Wow! Glad I got mine before it went up. Here in WV we get a lifetime fishing license for $25 when you turn 65. When I got mine, the guy behind the counter said "That's a great deal. Shame you don't get to use it for very long..." :eek:
 
My understanding of the NPS / drone rules clearly states that you cannot bring your bird into the park and fly it from there. However, you can launch from OUTSIDE the park boundaries and fly into the park legally, unless they've changed that in the last few months.
IMPORTANT!!!!! Be absolutely positive that your launch point is truly OUTSIDE their boundaries which are often further out from the entrance area.
The downside of all this of course, that flying into a park will only serve to piss off the people trying to enjoy a nice quiet peaceful setting without having to worry about a buzzing set of spinning blades over their heads.

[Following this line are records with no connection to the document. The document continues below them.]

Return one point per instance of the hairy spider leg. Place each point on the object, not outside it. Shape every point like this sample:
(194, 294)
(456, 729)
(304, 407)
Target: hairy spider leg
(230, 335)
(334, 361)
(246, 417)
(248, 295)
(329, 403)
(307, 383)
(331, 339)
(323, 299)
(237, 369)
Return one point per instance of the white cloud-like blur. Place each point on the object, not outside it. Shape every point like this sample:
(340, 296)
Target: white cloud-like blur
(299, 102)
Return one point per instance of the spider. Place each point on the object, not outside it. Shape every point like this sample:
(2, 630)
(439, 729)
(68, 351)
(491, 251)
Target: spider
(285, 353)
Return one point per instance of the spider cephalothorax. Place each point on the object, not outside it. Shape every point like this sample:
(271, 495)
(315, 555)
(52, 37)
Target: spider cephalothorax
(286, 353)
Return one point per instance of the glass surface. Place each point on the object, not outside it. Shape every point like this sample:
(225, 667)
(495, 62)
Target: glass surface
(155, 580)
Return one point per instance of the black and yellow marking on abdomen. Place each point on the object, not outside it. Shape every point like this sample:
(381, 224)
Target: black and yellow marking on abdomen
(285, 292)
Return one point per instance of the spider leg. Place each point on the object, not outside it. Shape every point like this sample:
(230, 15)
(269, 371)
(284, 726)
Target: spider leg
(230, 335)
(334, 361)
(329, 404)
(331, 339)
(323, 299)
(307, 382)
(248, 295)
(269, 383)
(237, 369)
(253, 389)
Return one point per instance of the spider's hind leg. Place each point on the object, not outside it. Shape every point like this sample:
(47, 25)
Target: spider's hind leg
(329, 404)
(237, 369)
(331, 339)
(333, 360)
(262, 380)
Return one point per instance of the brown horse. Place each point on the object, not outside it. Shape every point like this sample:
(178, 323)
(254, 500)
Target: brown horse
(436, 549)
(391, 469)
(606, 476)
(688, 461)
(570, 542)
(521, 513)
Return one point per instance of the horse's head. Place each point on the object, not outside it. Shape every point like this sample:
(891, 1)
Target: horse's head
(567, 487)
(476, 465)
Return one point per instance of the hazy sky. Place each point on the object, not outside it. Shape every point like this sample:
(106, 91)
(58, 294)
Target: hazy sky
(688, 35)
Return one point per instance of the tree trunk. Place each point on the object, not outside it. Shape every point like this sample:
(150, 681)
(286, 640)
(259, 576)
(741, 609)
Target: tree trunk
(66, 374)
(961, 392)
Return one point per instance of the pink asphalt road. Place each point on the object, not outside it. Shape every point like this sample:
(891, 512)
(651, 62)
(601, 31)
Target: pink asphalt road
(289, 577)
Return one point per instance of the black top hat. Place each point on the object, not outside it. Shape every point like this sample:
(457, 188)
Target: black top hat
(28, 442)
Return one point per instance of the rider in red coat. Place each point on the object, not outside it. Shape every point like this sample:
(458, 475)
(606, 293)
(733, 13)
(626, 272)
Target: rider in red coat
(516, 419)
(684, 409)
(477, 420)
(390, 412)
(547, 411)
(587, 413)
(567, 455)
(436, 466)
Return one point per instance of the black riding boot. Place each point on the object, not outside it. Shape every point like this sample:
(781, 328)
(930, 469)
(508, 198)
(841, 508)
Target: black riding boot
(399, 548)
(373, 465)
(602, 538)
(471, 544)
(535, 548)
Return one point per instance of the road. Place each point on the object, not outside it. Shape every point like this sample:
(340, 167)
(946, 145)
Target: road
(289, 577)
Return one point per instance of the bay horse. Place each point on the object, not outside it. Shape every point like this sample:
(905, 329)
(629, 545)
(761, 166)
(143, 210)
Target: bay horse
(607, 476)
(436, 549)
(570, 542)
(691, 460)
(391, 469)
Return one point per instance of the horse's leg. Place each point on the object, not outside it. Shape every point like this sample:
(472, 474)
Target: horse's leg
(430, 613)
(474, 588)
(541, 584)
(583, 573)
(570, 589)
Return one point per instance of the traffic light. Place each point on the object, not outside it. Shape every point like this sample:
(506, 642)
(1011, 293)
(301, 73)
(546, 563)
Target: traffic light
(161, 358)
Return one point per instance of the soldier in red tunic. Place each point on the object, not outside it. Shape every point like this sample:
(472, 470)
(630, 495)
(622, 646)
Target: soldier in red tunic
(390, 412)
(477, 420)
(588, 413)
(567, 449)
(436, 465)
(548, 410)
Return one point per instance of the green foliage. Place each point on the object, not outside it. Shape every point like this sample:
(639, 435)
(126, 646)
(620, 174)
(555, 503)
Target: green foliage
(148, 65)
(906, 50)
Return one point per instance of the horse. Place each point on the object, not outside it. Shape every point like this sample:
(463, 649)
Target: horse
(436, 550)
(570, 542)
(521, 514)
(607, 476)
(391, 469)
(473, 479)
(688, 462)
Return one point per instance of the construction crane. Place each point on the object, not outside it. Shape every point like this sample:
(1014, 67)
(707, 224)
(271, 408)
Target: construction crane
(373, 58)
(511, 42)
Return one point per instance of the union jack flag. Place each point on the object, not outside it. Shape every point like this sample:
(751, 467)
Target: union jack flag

It also adds ammunition to the NPS's fight against ALL drones.
I wouldn't do it myself, even if legally not breaking any rules or laws. Just not worth it IMHO
 
For the most part I don't care about flying in any national park to film things that everyone else has already filmed. I can find those videos online all day long and it saves me the hassle. BUT there are some things that are in National Park lands that I do want to film that no one else has. I have started working on a personal project to document old fire lookout towers in North Carolina. There are only 123 left standing out of the 235 that were built. Around 75% of them I can fly without any problems at all but that other 25% are in National Park Lands. Those are the most remote towers as well so it isn't like you can go outside the park and fly in. Things like that are what I wish they would give waiver to fly without having to jump through so many hoops to still be shot down.